CREATE TABLE IF NOT EXISTS `FileRevisions` (
`fileGuid` varchar(60) NOT NULL,
`createdOn` BIGINT UNSIGNED NOT NULL,
`description` text,
`uploadURL` VARCHAR(512) DEFAULT NULL,
`status` ENUM('PENDING','AVAILABLE') NOT NULL
PRIMARY KEY (`fileGuid`, `createdOn`),
CONSTRAINT `Files-Guid-Constraint` FOREIGN KEY (`fileGuid`) REFERENCES `Files` (`guid`) ON DELETE CASCADE
) CHARACTER SET utf8 COLLATE utf8_unicode_ci;

Object Model

public interface File {

    String getName();

    void setName(String name);

  

    String getGuid();

    void setGuid(String guid);

    

    String getDescription();

    void setDescription(String description);

    

    /** Probably optional since S3 autodetects, but some files (e.g. without extensions) may need it. */

    String getMimeType();

    void setMimeType(String mimeType);

    

    /** Files support logical deletion. Revisions remain accessible on S3 for released clients and configurations. */

    boolean isDeleted();

    void setDeleted(boolean deleted);

}


public interface FileRevision {

    String getFileGuid();

    void setFileGuid(String fileGuid);

    

    /** To handle upload fails and upload URL expiration, we use the creation time of this record, not any timestamp of the S3 file itself. */

    DateTime getCreatedOn();

    void setCreatedOn(DateTime createdOn);

    

    String getDescription();

    void setDescription(String description);

    

    /** This is the presigned S3 URL to upload contents. Will be cleared when revision is moved to "available." */

    String getUploadURL();

    void setUploadURL(String uploadURL);

    

    FileStatus getFileStatus();

    void setFileStatus(FileStatus status);

    

    /** Synthetically derived from other data as: http://docs.sagebridge.org/<studyId>/<guid>/<createdOn> */

    String getDownloadURL();

    void setDownloadURL(String downloadURL);

}


public enum FileStatus {

    PENDING,

    AVAILABLE

}

Services & DAO

FileDao {
    getFiles(StudyIdentifier studyId);
    createFile(File file);
    updateFile(File file);
    deleteFilePermanently(StudyIdentifier, String guid);
}

FileRevisionDao {
     getFileRevisions(StudyIdentifier studyId, String guid);
    createFileRevision(FileRevision revision);
    updateFileRevision(FileRevision revision);
    deleteFileRevision(StudyIdentifier studyId, String guid);
}

FileService {
    getFiles(StudyIdentifier studyId);
    createFile(File file);
    updateFile(File file);
    deleteFile(StudyIdentifier, String guid);
    deleteFilePermanently(StudyIdentifier, String guid);
}

FileRevisionService {
    getFileRevisions(StudyIdentifier studyId, String guid);
    createFileRevision(FileRevision revision);
    updateFileRevision(FileRevision revision);
    finishFileRevisionUpload(StudyIdentifier studyId, String guid);
    deleteFileRevision(StudyIdentifier studyId, String guid);
}

S3 File Organization

There's currently a bucket for all documents in each environment.
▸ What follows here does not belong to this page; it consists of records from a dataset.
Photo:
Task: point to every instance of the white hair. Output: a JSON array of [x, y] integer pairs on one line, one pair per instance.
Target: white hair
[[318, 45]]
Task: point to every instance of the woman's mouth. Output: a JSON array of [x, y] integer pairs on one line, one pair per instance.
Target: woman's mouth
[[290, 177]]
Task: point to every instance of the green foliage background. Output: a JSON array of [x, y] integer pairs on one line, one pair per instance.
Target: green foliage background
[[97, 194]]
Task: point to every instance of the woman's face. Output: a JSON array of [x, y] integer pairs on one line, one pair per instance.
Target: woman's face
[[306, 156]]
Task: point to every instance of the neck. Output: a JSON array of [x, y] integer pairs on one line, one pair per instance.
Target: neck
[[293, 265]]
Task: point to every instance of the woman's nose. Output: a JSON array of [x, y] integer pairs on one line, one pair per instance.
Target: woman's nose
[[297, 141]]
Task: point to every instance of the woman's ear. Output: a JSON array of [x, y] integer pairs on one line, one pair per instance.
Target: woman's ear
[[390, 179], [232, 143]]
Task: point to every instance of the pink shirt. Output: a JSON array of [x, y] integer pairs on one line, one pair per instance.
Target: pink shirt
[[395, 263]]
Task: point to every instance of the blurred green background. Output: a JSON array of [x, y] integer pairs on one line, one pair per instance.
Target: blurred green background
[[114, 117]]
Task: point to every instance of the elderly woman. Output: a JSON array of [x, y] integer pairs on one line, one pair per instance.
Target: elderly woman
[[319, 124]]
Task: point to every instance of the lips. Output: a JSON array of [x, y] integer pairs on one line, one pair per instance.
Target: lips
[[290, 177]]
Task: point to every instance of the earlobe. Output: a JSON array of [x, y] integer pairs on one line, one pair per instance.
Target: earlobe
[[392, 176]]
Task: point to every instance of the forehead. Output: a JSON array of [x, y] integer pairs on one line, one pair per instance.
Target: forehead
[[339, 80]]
Treating that as root, documents would be filed in the following directory structure:

/<file-guid>.<createdOn>

 /<file-guid>.<createdOn>

For other files we've used the long value for createdOn, the DateTime as a UTC ISO 8601 string might be easier to find when debugging so I would prefer to use that.

Note that these files will be served to clients through the CDN, so not all requests will require S3 (this help to keep download times acceptable regardless of where the client is located).